# Is using 64 g of RAM even possible on a laptop with a DAW?



## nickp (Jun 3, 2020)

so iv been considering going with 64 gigs of RAM as opposed to 32 on a new MacBook Pro, since iv been messing with kontakt and other VSTs. But someone did tell me, 64g is overkill and most likely my cpu would overload before even using that much due to my DAW. And I know 64 may be useful on a desktop with a more powerful cpu. And also more useful for video needs. However, does anyone know if they can ACTUALLY even use anywhere near that much of RAM before maxing out their DAW? 
I know on my i7 2017 MacBook Pro, the cpu DOES overload before RAM is maxed out, when using a DAW. So I wonder if 64g of RAM for music is even possibly useful when the cpu most likely will be maxed out before it can even use that much.


----------



## EvilDragon (Jun 3, 2020)

It really totally depends on the library, but yeah, also on amount of processing you do in your DAW.

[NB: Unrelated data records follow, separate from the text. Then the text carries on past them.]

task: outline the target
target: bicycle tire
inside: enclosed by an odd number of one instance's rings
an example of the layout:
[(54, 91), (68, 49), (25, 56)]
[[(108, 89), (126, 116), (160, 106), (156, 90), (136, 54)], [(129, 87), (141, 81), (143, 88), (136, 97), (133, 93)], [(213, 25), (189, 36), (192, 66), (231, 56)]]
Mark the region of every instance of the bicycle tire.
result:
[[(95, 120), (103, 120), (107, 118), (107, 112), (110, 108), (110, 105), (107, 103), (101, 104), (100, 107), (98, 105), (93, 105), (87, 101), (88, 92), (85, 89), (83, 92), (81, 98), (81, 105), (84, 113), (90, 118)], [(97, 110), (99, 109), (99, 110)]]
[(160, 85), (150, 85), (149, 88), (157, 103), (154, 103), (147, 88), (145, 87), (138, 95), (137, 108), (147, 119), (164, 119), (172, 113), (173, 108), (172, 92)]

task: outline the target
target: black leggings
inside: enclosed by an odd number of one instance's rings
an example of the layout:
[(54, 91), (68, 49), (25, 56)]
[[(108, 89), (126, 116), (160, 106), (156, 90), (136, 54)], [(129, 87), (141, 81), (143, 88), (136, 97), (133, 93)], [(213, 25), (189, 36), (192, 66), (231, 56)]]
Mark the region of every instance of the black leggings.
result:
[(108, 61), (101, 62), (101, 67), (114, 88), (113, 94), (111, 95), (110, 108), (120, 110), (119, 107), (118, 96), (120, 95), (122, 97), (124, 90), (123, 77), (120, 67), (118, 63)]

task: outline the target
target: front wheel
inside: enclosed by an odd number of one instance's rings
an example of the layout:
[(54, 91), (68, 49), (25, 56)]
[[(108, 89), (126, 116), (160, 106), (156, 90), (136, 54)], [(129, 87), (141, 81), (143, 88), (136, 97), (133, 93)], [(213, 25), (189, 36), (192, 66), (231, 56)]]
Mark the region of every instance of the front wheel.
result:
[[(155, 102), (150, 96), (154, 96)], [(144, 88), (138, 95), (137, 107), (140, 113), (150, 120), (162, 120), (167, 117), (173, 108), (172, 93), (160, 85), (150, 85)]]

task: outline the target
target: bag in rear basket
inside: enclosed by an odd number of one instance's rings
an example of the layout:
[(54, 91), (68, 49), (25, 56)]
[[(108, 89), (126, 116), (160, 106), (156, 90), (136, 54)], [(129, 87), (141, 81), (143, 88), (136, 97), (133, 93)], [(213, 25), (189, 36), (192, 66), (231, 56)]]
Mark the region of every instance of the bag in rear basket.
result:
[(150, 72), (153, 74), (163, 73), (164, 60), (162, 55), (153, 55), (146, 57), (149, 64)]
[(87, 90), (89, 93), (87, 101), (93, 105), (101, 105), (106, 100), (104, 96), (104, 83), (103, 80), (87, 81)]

Also, it makes sense to have more RAM for larger templates with disabled tracks. Then you're always ready.


----------



## Richard Wilkinson (Jun 4, 2020)

my macbook has 64GB and most sessions make full use of it. Your friend is wrong.


----------



## prodigalson (Jun 4, 2020)

Also agree, your friend is misinformed. I upgraded my desktop (iMac) to a 64gb MBP and am happily able to say that I'm running sessions comfortably on this rig that my older machine would choke on. And I've certainly been using almost the full use of 64gb.


----------



## Kent (Jun 4, 2020)

I'll also throw in that having more samples loaded into RAM will actually reduce CPU load somewhat.


----------



## dzilizzi (Jun 4, 2020)

I loaded a new piano in Kontakt yesterday. It was over 1GB RAM. for one piano. 

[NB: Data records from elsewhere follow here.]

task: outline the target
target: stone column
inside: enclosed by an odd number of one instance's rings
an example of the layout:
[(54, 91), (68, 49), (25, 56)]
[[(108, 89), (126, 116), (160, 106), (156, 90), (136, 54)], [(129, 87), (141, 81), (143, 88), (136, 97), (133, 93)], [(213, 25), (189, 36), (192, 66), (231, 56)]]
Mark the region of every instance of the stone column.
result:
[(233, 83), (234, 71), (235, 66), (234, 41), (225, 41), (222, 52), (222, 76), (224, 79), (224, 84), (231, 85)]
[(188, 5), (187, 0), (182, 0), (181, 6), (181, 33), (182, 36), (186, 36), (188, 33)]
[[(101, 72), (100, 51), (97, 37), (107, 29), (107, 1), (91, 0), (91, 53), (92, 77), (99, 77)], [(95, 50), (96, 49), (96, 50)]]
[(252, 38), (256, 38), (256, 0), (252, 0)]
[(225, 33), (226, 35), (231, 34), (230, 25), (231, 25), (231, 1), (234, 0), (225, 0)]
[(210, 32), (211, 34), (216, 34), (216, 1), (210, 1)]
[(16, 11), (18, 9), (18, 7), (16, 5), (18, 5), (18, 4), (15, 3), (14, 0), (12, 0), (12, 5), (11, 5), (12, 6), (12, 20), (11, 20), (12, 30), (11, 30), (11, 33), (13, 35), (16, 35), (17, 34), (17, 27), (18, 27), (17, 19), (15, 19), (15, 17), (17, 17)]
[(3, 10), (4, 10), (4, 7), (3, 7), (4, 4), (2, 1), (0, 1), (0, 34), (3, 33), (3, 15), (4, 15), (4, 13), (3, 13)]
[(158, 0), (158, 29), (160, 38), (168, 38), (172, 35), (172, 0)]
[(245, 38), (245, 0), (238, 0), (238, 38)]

A lot depends on the libraries you use. Some use a lot of RAM, some use a lot of CPU. Also if you use more audio, you generally use less RAM.


----------



## nickp (Jun 4, 2020)

ok thanks guys, yea I have been into the idea of using synths, kontakt and possibly omnishpere, was thinking I might as well do 64, and then I heard that. Made me second guess the possibility of being able to use that much RAM directly in the DAW. Iv had people tell me with over a hundred tracks they use about 12 gigs of RAM. IV seen videos of people maxing out their cpus with plugins and synths on YouTube but its always their CPU that craps out first with the i9.And my CPU always does max out before RAM so I figured maybe this is true.
But just to double check you guys have actually used more than 32 gigs of RAM solely in DAWs in your laptops? I got some good answers here but I feel one person in fact has here, anyone else? Im still leaning towards it but am slightly on the fence


----------



## nickp (Jun 4, 2020)

Richard Wilkinson said:


> my macbook has 64GB and most sessions make full use of it. Your friend is wrong.

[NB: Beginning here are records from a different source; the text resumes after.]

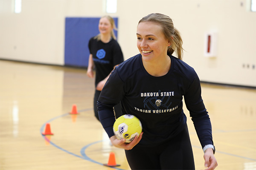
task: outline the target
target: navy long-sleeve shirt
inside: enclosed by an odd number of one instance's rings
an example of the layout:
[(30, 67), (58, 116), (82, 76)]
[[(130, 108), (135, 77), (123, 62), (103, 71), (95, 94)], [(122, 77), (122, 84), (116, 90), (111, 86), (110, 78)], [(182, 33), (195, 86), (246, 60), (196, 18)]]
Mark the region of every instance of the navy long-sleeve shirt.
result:
[(184, 97), (202, 147), (213, 144), (198, 77), (183, 61), (169, 56), (171, 68), (163, 76), (149, 74), (140, 54), (125, 61), (112, 72), (97, 104), (100, 122), (109, 137), (114, 135), (113, 107), (121, 101), (123, 113), (134, 115), (141, 122), (143, 135), (139, 144), (158, 145), (171, 140), (186, 124), (182, 108)]

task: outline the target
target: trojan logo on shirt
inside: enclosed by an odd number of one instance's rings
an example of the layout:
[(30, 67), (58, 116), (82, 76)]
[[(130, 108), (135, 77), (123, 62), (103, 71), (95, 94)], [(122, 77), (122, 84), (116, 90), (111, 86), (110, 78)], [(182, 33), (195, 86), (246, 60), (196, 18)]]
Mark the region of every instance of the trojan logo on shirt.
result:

Thats good to know. Where do you find your projects being in terms of tracks? Which VSTs or plugins would you say have pushed your RAM there? Thanks for the response, very helpful


----------



## Richard Wilkinson (Jun 4, 2020)

Between 80 and 200 usually. As for ram, it's all the usual suspects - spitfire, orchestral tools, etc etc and lots of soundtoys, melda, izotope


----------



## nickp (Jun 4, 2020)

alright thank you for the perspective I appreciate it


----------



## dzilizzi (Jun 4, 2020)

It really depends on the type of music you make. I rarely hit 64 GBs because I don’t do a lot of full orchestral music. But I did once create a full template and only got maybe a quarter through before my old 16 go RAM laptop was done and I had to disable tracks. 

So yeah, full orchestral? Definitely get 64 if you can afford it. More pop/rock/EDM/country, 32 is plenty. And you can even do 16 if you had to, but you would need to freeze tracks.


----------



## MartinH. (Jun 5, 2020)

EvilDragon said:


> It really totally depends on the library, but yeah, also on amount of processing you do in your DAW.
> 
> Also, it makes sense to have more RAM for larger templates with disabled tracks. Then you're always ready.




+1


I have a very old i7 CPU, probably not more powerful than i7 laptop CPUs nowadays are. My metal template chokes the CPU long before the RAM is full, my orchestral template needs over 40GB RAM and the CPU is not maxed out.


----------



## yiph2 (Jun 6, 2020)

Also had the same concern. But would I benefit from 64GB RAM or a i9 processor? And can 64GB RAM even be used fully if I use the i7?


----------



## EvilDragon (Jun 6, 2020)

RAM usage doesn't depend on the CPU at all, it depends on how much stuff you open/load.


----------



## yiph2 (Jun 6, 2020)

Oops, I thought it was somehow related... Anyways, should I get a i9 processor or 64GB RAM? Which one would be more beneficial? (for orchestral)


----------



## MartinH. (Jun 6, 2020)

yiph2 said:


> Oops, I thought it was somehow related... Anyways, should I get a i9 processor or 64GB RAM? Which one would be more beneficial? (for orchestral)


The 64GB RAM imho. I wouldn't want to work with less than 64 anymore.


----------



## yiph2 (Jun 6, 2020)

MartinH. said:


> The 64GB RAM imho. I wouldn't want to work with less than 64 anymore.


$700 upgrade from 16 to 64GB


----------



## MartinH. (Jun 6, 2020)

yiph2 said:


> $700 upgrade from 16 to 64GB



Yikes. Seems ridiculously overpriced. Is that for a Mac? 

Just for fun I clicked through a PC configurator for a fancy fan-less zero-noise desktop PC today and there the 64 GB RAM upgrade only costed 230 Euro.


----------



## yiph2 (Jun 6, 2020)

MartinH. said:


> Yikes. Seems ridiculously overpriced. Is that for a Mac?
> 
> Just for fun I clicked through a PC configurator for a fancy fan-less zero-noise desktop PC today and there the 64 GB RAM upgrade only costed 230 Euro.


Yeah, its the 16 inch Macbook Pro...


----------



## EvilDragon (Jun 6, 2020)

Sell your soul or kidney.


----------